After doing a bit more research I decided to go with the open source MojoBlog. It was quite easy to install and configure and after a few stalls and hang ups that were resolved via perusal of their forums I was up and running. The edit interface is not ideal but it much better than Joomla admin, and it has multi-user-support, tag categorization, modules for viewing by tag, date, etc.

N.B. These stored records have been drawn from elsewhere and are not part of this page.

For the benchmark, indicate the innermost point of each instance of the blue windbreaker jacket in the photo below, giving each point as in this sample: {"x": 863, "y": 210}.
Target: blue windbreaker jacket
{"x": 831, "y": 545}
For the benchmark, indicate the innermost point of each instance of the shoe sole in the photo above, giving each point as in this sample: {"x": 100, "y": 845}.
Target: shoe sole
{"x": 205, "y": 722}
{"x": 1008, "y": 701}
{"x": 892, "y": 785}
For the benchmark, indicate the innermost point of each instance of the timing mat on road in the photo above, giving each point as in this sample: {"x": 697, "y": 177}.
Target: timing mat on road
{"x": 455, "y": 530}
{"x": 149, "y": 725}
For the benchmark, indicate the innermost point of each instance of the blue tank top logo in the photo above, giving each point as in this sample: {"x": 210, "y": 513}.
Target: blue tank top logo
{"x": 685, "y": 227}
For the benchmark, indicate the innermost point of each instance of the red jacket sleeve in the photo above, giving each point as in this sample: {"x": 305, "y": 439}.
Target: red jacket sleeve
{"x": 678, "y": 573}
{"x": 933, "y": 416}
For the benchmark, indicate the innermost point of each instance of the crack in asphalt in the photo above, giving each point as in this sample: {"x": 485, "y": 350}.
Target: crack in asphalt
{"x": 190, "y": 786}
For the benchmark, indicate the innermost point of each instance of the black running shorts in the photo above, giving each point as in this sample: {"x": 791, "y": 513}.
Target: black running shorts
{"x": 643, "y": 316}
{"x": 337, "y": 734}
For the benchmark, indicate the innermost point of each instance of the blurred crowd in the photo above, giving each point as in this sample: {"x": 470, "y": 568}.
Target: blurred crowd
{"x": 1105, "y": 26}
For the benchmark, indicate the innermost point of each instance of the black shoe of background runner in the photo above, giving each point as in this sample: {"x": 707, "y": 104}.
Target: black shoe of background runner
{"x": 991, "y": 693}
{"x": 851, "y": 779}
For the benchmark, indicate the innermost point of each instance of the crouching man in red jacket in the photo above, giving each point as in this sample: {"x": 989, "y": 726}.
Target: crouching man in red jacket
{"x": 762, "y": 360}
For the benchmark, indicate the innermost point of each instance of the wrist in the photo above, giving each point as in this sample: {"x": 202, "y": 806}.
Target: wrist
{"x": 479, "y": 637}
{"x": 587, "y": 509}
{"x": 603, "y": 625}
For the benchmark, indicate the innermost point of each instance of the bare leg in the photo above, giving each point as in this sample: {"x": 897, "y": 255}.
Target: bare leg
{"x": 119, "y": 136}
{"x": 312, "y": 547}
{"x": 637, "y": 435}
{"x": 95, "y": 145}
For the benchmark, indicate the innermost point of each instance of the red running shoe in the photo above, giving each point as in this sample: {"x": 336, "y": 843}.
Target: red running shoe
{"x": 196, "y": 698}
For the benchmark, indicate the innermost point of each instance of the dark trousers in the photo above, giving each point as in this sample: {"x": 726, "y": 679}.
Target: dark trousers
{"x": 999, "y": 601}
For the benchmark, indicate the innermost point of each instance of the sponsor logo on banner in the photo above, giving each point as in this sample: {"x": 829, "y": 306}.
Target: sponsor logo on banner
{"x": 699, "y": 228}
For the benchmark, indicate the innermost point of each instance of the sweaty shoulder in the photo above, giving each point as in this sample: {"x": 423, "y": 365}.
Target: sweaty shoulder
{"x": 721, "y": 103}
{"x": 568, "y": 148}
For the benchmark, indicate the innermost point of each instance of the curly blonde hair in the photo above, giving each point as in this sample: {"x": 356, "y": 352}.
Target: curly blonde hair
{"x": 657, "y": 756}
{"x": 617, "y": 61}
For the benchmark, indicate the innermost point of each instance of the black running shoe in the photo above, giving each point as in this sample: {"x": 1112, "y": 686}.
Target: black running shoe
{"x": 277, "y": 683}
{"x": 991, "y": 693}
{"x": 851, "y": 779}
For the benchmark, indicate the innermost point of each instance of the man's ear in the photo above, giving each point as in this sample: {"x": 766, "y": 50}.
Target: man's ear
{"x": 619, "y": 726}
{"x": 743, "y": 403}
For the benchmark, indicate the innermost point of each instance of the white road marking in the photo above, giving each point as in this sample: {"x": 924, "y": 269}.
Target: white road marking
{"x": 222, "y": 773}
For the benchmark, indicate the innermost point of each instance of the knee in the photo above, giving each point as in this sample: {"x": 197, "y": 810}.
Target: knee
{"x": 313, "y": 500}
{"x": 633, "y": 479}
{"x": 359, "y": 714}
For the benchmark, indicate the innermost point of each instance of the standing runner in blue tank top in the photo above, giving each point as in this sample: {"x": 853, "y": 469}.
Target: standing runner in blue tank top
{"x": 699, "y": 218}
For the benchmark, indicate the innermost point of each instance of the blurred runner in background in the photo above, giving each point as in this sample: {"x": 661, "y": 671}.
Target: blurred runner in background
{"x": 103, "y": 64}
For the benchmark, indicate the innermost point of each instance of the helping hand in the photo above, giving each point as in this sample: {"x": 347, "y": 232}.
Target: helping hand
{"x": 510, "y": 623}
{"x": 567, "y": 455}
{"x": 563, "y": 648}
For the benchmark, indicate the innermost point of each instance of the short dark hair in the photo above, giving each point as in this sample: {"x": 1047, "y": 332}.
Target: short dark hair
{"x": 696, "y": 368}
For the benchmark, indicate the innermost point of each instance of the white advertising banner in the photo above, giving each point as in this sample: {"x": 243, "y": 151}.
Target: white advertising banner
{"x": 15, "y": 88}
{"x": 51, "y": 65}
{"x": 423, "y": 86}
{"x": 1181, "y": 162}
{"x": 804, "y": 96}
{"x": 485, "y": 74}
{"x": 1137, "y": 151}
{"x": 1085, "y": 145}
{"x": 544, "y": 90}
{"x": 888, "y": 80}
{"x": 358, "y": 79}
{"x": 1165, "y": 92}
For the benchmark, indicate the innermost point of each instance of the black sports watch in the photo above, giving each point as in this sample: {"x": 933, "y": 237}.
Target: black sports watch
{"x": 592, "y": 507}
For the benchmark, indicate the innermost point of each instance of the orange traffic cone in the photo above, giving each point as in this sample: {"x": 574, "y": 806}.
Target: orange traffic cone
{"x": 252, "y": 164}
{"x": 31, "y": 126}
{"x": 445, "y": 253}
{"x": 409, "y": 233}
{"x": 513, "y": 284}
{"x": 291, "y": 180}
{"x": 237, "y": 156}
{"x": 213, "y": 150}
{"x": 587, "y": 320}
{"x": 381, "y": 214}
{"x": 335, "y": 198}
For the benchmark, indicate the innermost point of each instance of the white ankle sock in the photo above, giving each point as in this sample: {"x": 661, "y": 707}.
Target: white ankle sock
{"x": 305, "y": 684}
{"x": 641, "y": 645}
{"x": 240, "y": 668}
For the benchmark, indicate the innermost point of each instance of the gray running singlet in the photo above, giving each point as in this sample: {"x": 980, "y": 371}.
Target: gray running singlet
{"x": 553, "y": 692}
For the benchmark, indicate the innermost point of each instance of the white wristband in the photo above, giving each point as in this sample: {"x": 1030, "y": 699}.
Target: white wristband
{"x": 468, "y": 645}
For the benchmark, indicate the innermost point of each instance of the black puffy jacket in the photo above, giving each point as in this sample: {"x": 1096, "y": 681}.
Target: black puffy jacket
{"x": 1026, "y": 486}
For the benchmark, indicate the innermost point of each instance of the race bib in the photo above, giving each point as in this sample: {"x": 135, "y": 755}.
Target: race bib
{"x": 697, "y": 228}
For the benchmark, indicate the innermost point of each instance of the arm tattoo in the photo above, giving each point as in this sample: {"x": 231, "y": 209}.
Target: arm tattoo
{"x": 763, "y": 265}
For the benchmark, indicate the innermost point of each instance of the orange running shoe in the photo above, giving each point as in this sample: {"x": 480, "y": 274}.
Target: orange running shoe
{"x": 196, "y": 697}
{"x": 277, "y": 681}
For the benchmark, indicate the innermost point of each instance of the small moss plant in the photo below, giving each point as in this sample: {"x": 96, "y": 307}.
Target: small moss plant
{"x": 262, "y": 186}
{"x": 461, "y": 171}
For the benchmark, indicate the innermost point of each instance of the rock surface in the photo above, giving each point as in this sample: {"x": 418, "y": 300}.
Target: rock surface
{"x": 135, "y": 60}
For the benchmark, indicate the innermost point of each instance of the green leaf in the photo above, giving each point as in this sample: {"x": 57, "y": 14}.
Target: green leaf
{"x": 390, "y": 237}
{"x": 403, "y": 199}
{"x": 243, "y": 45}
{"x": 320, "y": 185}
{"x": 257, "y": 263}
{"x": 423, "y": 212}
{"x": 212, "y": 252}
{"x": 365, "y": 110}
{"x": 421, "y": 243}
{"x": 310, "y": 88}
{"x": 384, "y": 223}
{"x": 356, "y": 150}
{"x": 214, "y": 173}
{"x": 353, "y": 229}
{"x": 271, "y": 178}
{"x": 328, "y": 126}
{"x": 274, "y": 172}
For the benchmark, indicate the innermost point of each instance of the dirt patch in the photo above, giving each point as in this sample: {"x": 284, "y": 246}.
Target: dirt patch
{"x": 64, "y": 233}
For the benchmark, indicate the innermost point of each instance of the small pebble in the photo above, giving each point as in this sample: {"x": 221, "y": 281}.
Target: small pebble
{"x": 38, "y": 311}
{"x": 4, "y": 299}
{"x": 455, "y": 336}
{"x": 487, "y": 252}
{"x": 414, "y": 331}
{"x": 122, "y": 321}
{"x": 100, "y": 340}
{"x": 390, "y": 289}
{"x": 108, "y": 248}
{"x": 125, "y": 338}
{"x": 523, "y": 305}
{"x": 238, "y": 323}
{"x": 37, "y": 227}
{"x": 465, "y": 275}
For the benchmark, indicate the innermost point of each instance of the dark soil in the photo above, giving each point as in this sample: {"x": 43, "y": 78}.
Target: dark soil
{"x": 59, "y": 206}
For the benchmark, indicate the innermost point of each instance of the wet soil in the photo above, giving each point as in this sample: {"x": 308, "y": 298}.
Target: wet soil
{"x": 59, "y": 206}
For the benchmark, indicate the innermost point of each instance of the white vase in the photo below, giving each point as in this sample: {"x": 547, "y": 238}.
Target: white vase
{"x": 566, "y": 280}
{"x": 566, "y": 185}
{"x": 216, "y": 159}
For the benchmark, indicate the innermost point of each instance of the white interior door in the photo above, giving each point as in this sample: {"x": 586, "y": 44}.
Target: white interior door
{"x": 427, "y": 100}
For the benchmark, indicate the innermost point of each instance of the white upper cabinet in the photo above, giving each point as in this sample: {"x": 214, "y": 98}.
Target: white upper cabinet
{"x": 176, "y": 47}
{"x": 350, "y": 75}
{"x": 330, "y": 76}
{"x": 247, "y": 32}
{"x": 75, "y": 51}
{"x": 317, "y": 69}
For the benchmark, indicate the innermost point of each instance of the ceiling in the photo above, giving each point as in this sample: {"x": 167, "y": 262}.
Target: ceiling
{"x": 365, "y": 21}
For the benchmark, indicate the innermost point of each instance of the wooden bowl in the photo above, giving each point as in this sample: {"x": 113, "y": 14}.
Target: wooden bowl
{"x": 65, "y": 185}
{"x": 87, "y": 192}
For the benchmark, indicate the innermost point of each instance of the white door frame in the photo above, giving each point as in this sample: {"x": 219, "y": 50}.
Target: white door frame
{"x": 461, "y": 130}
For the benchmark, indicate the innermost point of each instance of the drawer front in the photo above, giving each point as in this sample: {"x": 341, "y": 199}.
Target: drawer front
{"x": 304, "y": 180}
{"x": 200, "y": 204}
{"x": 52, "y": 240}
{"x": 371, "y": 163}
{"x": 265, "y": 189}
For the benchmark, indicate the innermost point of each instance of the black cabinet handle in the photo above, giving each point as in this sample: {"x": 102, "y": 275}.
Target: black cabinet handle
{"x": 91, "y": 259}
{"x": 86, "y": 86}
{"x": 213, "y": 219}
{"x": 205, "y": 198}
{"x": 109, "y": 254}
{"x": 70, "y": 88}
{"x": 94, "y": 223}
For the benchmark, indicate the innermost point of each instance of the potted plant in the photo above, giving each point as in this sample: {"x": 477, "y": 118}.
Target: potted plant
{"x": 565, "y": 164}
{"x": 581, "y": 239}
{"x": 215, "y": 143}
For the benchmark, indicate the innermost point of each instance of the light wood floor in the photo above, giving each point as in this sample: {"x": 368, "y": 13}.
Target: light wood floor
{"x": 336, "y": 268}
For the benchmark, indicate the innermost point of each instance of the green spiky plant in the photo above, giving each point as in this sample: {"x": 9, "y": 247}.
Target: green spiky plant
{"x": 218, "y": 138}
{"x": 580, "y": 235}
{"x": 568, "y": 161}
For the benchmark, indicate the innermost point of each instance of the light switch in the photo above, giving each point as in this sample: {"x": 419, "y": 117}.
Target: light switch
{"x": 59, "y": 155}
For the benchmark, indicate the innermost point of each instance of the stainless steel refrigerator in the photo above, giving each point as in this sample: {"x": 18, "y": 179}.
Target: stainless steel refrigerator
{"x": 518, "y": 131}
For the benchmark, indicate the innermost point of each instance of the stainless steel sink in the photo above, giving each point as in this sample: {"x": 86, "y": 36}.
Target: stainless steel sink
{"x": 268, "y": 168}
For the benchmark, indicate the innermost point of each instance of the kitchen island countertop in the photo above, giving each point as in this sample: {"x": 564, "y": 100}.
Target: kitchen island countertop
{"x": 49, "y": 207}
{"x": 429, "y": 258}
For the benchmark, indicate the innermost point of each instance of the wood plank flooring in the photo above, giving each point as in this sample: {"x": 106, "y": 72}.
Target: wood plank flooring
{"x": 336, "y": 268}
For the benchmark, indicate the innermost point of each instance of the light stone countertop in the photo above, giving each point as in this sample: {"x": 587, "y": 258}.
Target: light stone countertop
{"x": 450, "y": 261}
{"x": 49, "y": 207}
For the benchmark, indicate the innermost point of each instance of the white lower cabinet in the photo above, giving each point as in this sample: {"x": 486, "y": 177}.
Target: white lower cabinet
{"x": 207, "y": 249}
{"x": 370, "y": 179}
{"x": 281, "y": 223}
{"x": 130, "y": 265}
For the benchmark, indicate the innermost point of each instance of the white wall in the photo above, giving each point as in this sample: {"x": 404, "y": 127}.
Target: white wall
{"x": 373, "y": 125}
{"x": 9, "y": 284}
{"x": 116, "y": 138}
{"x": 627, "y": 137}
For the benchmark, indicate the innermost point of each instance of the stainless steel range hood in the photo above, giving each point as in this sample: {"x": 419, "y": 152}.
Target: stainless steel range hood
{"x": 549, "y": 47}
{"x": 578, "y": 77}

Think it will suffice for my needs in the short term.

Cory
A: 

We at 'corePHP' have successfully integrated the WordPress and WordPress Multi-User blogging platforms into Joomla!. Please visit us to see what these feature-rich components have to offer you. https://www.corephp.com/wordpress/wordpress-integration-for-joomla-1.5.html

Happy Blogging,

Michael Pignataro VP of Operations www.corephp.com

Michael Pignataro
A: 

I wish CorePHP would stop using article comment areas to advertising their insanely expensive plug in subscriptions. It seems this is like the third time in 20 minutes of researching this topic that I found their ad in the the comments, and they never bother to mention that it cost money, much less continually, so you go their, love what you see in teh descriptions than BAM! 79$ subscription fee. Boo Hoo To You, Some one knock these guys out of the market with a free version please.